Carolyn Hax: Now that she’s the mom-in-law, she won’t abide boundaries

Adapted from an online discussion.

Dear Carolyn: My wife put up significant boundaries with my mother right after we got married. She had good reasons.

Our son and his wife have been married for several years, and have apparently put up boundaries with my wife — limiting contact, contacting her on their schedule, etc. My wife does not understand WHY. She complains incessantly to me that she does not hear from our son and daughter-in-law as often as she’d like, which would be multiple times a day. We do hear from them every week or so. I’ve said on more than one occasion that perhaps they’ve put up boundaries similar to the ones we set for my mom.

My wife just won’t hear it. Any ideas? She does go to therapy.

Bearing the Brunt: Doesn’t sound like therapy’s hitting the mark.

I’m not sure your counsel is, either; connecting this to the boundaries your wife set for your mom encourages such a negative association. And it doesn’t sound justified: The kids are in touch regularly and often — well within a range of normal, at least, for people who get along just fine. Within the range of envy, even.

Now, it could still be true that your son and daughter-in-law keep you at arm’s length on purpose and have negative reasons for it. You certainly know the situation better than I.

But if you are on the cold side of a boundary, then there’s no better argument for your wife to Back! Off! If what she wants is a better relationship with this couple than you two had with your mom, then respect for the couple’s space is the only answer.

It’s always the answer, which is why I mused that your wife’s therapy hasn’t gotten real traction. If it had, then your wife would be working from the respect-and-acceptance playbook vs. the Mobius-strip-of-need playbook.

Butanyway … you have an opportunity to say to your wife that of course she’s hurt, since she has such a negative association with boundaries. She used them, though, because your mom forced her hand — while this couple is in regular, frequent, voluntary contact. So it’s an almost 100 percent possibility these are apples and oranges: You’re all in good standing, they simply prefer contact on their terms. Again, frequent terms! Yay! Right?
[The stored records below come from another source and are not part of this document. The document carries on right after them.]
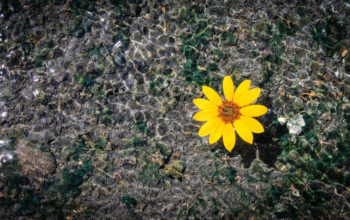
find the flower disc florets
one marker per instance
(229, 111)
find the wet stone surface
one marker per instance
(96, 109)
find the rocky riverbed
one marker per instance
(96, 109)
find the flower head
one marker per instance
(234, 114)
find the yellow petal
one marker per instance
(212, 95)
(248, 97)
(205, 104)
(252, 124)
(241, 89)
(229, 137)
(253, 110)
(228, 88)
(243, 131)
(205, 115)
(217, 133)
(209, 126)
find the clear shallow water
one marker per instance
(96, 109)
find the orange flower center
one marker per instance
(229, 111)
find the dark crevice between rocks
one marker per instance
(268, 149)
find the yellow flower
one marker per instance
(235, 113)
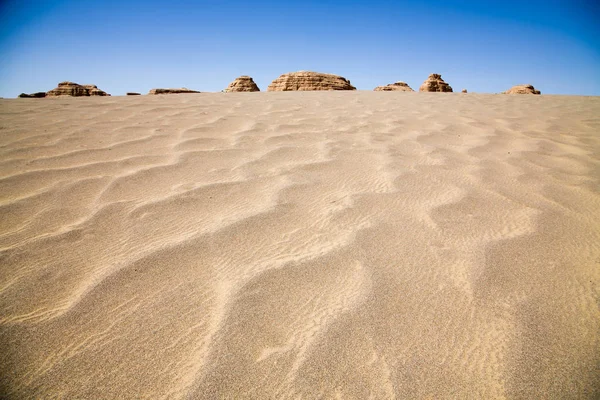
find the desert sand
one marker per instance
(300, 245)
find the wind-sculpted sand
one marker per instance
(300, 245)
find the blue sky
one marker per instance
(483, 46)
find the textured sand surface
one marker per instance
(300, 245)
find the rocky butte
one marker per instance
(242, 84)
(307, 80)
(435, 83)
(394, 87)
(68, 89)
(522, 89)
(74, 89)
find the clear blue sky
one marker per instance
(484, 46)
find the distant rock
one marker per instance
(242, 84)
(74, 89)
(522, 89)
(435, 83)
(172, 91)
(394, 87)
(306, 80)
(37, 95)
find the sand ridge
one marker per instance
(300, 245)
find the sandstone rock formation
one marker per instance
(37, 95)
(242, 84)
(435, 83)
(307, 80)
(75, 89)
(172, 91)
(522, 89)
(398, 86)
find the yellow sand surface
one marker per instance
(300, 245)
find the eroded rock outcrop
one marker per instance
(398, 86)
(307, 80)
(172, 91)
(74, 89)
(435, 83)
(37, 95)
(522, 89)
(242, 84)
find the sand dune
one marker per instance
(300, 245)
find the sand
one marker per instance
(300, 245)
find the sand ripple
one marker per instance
(300, 245)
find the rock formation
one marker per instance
(75, 89)
(37, 95)
(435, 83)
(242, 84)
(398, 87)
(522, 89)
(172, 91)
(306, 80)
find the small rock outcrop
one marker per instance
(242, 84)
(522, 89)
(307, 80)
(37, 95)
(394, 87)
(172, 91)
(74, 89)
(435, 83)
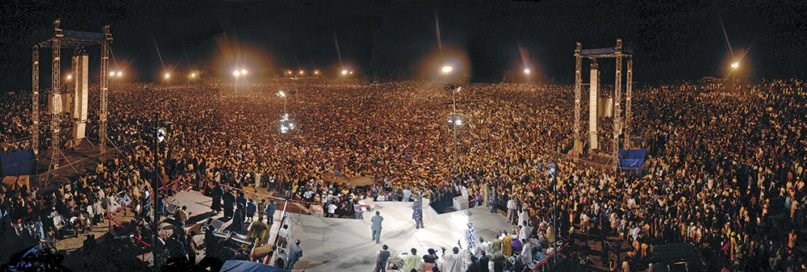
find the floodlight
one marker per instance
(447, 69)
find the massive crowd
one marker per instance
(724, 169)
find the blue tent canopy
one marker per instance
(246, 266)
(631, 159)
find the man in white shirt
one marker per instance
(511, 209)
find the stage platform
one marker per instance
(334, 244)
(72, 162)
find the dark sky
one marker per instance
(672, 40)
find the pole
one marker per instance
(578, 85)
(104, 82)
(154, 187)
(35, 101)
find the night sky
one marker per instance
(672, 40)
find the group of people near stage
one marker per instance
(724, 170)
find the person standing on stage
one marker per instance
(376, 227)
(270, 212)
(470, 235)
(417, 212)
(381, 261)
(229, 202)
(217, 193)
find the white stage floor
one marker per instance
(332, 244)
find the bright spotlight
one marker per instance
(447, 69)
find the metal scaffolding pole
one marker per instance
(628, 94)
(35, 100)
(617, 101)
(56, 88)
(578, 82)
(102, 115)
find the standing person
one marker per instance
(484, 261)
(217, 193)
(257, 231)
(295, 253)
(381, 261)
(454, 262)
(251, 209)
(470, 236)
(229, 201)
(193, 248)
(262, 208)
(376, 227)
(493, 201)
(412, 262)
(406, 194)
(270, 212)
(417, 212)
(511, 210)
(283, 236)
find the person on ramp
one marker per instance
(417, 212)
(376, 227)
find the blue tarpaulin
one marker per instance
(17, 163)
(241, 266)
(631, 159)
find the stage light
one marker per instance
(446, 69)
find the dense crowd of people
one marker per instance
(724, 170)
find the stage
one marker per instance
(334, 244)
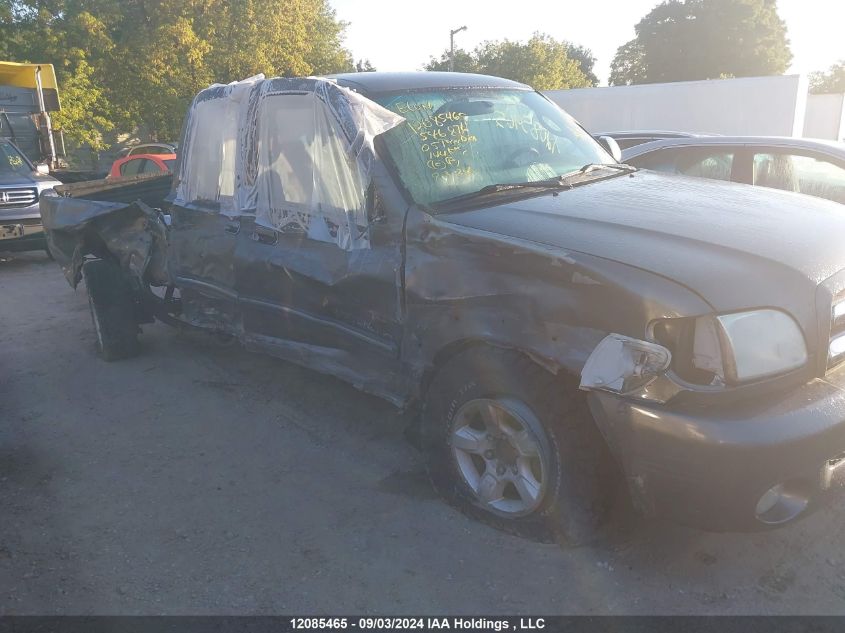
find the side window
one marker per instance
(150, 167)
(307, 181)
(132, 167)
(713, 163)
(802, 174)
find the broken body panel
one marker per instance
(384, 292)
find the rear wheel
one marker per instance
(113, 310)
(512, 444)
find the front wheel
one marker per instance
(512, 444)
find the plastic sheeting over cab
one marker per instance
(294, 153)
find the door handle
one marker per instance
(264, 236)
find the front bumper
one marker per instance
(709, 466)
(22, 235)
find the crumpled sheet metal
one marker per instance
(296, 153)
(134, 234)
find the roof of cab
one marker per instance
(375, 82)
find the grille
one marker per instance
(18, 197)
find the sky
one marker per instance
(400, 36)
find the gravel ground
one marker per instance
(200, 479)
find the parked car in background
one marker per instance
(149, 148)
(808, 166)
(152, 148)
(137, 164)
(638, 137)
(21, 184)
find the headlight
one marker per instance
(747, 346)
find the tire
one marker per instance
(112, 310)
(563, 493)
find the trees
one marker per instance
(704, 39)
(136, 64)
(831, 81)
(541, 62)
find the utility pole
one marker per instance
(452, 47)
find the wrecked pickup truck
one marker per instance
(458, 245)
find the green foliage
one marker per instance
(541, 62)
(135, 64)
(682, 40)
(832, 81)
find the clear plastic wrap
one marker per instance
(296, 153)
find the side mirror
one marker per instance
(610, 144)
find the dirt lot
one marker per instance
(201, 479)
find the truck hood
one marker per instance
(734, 245)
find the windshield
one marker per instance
(456, 142)
(11, 160)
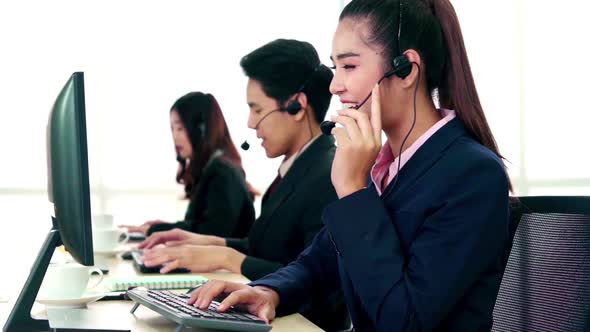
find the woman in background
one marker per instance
(210, 169)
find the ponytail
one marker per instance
(457, 90)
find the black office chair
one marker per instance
(546, 284)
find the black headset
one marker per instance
(293, 107)
(401, 67)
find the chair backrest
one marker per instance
(546, 284)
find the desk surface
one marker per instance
(145, 320)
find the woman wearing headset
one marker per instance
(210, 169)
(419, 247)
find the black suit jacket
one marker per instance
(289, 220)
(222, 205)
(427, 255)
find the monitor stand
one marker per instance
(20, 319)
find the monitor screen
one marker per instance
(67, 168)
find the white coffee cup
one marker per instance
(68, 280)
(108, 239)
(103, 221)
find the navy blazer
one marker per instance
(424, 256)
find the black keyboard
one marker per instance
(175, 307)
(138, 262)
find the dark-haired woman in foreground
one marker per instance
(419, 247)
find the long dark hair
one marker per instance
(203, 120)
(430, 27)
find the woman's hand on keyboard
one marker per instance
(260, 301)
(176, 237)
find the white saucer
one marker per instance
(112, 252)
(88, 297)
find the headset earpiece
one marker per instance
(402, 67)
(293, 107)
(202, 130)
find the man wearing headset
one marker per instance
(288, 96)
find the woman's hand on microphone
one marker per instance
(358, 143)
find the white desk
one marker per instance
(146, 320)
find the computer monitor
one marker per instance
(69, 191)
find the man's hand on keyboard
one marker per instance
(177, 237)
(259, 301)
(193, 258)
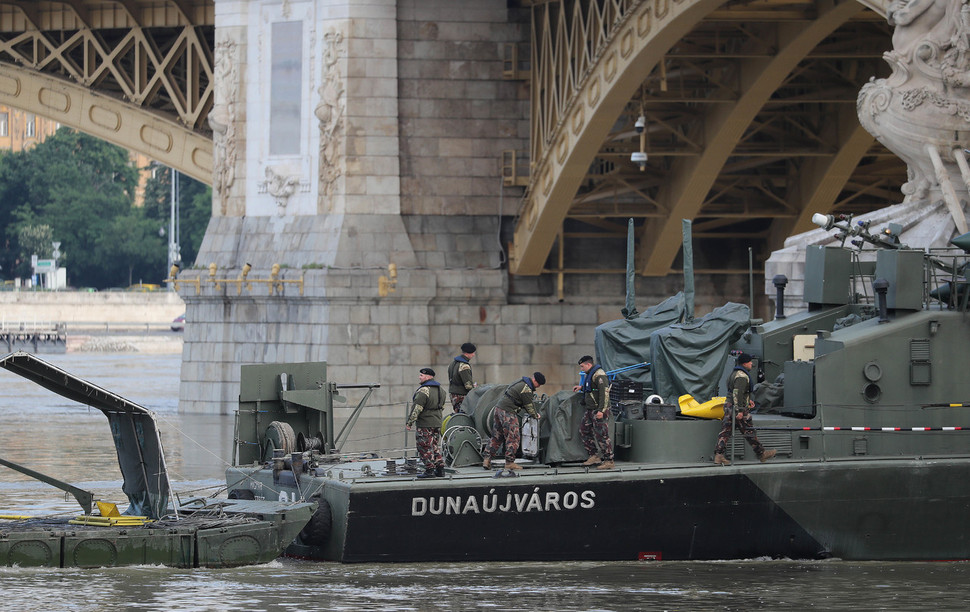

Therefore, dwelling on the negative with them, even nonverbally, has no upside — while risking the serious harm of infusing every family interaction with her dismay at not getting what she wants. Sounds like a firmer caution is due, then your own boundary with your wife on this topic.

Re: Boundaries: Maybe it’s not about boundaries but rather that life changes. They are married. His mom is no longer his main priority. It can hurt — but it is time to adjust and stop hurting herself by continuing to actively want it to be like before.

Anonymous: In fact: The attention the son gives to his marriage now reflects the attention his mom gave her family then, during his childhood. So it’s a not a snub, arguably, it’s proof of a lesson well learned. Thanks.

More readers’ thoughts:

· I told my retired mom that a month for me is like a week for her. Meaning, time moves differently when you are retired vs. working full time, with a teenager, spouse, friends, etc. It seemed to help.

· No adult child in the history of the world calls their parent as often as the parent would like. My mother didn’t; I didn’t; my kids don’t. They’re busy with things other than their parents.